Review of Scrooge

Scrooge (1935)
4/10
Not a particularly good version of A Christmas Carol.
15 December 2007
I bought this dirt cheap in a double pack with Cyrano de Bergerac. I like the A Christmas Carol story, and expected this to be good.

There is little to recommend this version. The major characters seem miscast. Seymour Hicks's Ebenezer Scrooge lacks the confident air of a successful business man; he's more Baldrick than Blackadder. Cratchit is older than in most versions, and the Ghost of Christmas Present seems wooden and disinterested.

The special effects are practically non-existent, sub-par even for 1935. The Marley is a disembodied voice. No chains, money boxes, and ledgers. Even the 1908 and 1910 versions had double exposure ghosts.

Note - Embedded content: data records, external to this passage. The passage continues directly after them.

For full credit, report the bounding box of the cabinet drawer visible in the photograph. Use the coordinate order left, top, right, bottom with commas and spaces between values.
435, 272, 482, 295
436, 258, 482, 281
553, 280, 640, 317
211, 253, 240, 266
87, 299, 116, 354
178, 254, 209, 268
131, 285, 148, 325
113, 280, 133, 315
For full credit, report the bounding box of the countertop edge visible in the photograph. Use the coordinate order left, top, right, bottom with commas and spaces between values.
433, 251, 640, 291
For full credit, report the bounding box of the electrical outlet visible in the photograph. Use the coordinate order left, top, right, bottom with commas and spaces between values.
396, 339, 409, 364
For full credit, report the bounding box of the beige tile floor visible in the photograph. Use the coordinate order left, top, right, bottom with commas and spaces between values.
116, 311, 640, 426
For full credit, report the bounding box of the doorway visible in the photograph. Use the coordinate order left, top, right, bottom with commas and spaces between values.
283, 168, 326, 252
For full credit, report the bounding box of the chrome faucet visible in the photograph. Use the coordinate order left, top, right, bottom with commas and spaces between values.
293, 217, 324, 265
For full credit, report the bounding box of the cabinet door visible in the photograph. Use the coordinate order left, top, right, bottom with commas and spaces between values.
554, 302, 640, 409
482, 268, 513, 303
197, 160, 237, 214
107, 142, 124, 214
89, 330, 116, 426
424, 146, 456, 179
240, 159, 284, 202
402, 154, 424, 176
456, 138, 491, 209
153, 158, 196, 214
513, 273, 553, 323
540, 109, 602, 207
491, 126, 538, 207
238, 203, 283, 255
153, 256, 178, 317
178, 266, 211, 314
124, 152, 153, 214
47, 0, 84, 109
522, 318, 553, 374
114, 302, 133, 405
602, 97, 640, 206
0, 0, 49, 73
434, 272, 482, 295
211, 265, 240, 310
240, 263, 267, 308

The visual and audio quality were lacking. Not sure if this is due to bad transposition to DVD, deteriorated film, or if it was done poorly in the first place. Lines seem indistinct and muddled, enunciation is often unclear. The film could use some computer enhancement. (I have the Mill Creek Entertainment 78 minute DVD)

One of the more annoying aspects of the film is a cultural artifact. This film was made a few years after talkies were becoming ubiquitous. A continuous musical background plays that tends to overwhelm the already muddy dialog. My impression is that the director could not envision a movie without a piano player providing sound, and tried to make up for it.

On the plus side, this version is true to the dickens story. It includes the hearse, which most do not. (The hearse is the most elaborate special effect in the movie.) The scene of the charwomen fencing Scrooge's goods is particularly good.

If the story itself were not so classic and compelling, I wouldn't even give this a four.